The label fits because the left-wing politics of these women, as with their US congressional counterparts, are no secret. A few are charming. Some throw their weight around at the ABC more than others. But they all showcase a set of beliefs that hardly reflects the diversity of this country.
The Squad is part of why the highest-profile programs at the ABC have gone from bad to truly rotten. Kelly features a conga line of journalists on RN Breakfast who parrot the Canberra press gallery consensus. That’s not balance. And it’s so boring. Her obsession with climate change fails to stretch to scrutiny of the world’s biggest emitters: China and India. That’s not balance, either.
Why should the ABC be a political playground for staff? Taxpayers should not have funded Crabb’s one-sided program about women in parliament. Karvelas’s panels are mostly conservative-free zones. And note how Tingle’s sharpness depends on who she is interviewing: the disgruntled has-been Julia Banks was given an embarrassingly easy ride.

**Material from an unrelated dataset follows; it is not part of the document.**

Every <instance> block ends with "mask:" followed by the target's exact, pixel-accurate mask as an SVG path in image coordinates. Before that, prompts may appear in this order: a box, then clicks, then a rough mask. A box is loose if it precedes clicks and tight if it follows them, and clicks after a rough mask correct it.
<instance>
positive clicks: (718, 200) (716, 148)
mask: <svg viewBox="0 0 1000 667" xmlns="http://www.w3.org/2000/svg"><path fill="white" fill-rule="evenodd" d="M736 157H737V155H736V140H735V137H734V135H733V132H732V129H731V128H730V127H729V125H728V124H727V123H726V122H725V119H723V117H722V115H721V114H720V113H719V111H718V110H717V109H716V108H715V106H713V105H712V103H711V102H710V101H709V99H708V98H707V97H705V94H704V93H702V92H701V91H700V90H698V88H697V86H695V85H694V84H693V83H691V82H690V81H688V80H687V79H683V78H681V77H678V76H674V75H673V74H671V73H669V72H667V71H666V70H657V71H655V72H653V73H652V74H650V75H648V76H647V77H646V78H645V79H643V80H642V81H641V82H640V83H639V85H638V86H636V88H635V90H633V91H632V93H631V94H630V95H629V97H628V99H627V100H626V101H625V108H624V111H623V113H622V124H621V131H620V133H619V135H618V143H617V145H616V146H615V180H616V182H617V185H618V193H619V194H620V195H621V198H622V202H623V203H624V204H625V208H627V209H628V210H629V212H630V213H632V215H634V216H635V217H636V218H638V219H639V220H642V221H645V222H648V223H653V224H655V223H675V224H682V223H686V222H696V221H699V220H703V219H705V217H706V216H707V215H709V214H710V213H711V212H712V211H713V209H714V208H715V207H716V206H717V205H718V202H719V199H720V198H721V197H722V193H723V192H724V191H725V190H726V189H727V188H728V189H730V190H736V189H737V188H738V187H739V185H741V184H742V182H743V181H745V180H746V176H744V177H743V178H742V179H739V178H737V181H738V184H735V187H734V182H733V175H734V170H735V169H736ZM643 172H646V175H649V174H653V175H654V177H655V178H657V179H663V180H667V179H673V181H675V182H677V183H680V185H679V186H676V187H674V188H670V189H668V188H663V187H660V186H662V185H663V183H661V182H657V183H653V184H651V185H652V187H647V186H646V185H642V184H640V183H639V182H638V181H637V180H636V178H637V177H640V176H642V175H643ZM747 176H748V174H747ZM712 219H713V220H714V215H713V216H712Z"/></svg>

When I was a board member, the question was what to do about Aunty. How to make it better, more entertaining, true to a good charter that requires it to be a broadcaster that reflects the country, not a sliver of inner-city obsessions. That is more important today because the rot has set in at those parts that emanate from the big cities. A putrid mix of institutional arrogance and personal fiefdoms serves up a middle-finger salute to taxpayers too often. …
The ABC has always been a series of silos, some run as personal fiefdoms. Only it’s worse today. Look at the juvenile behaviour at Four Corners, the sheer indulgence of Ferguson putting together a one-sided program on Donald Trump that a first-year cadet journalist could have done at a fraction of the cost. …
When journalists stuff up, timorous managers at the ABC say the fault lies with policies, not the journalist. So policies are redrafted. This has had several advantages: it has snowed some on the board, protected the recidivists from personal accountability and buried the issue at hand, usually forever. …
At a normal outfit, performance pay and bonuses are used to hold managers to account for management failings. Not at the ABC. I saw first-hand how bonuses were paid irrespective of compliance with the charter or failing to rein in personal fiefdoms.
Personnel is policy. So sack them.
Then fund the ABC out of voluntary payments, not tax collected with the threat of violence. It’s a moral thing.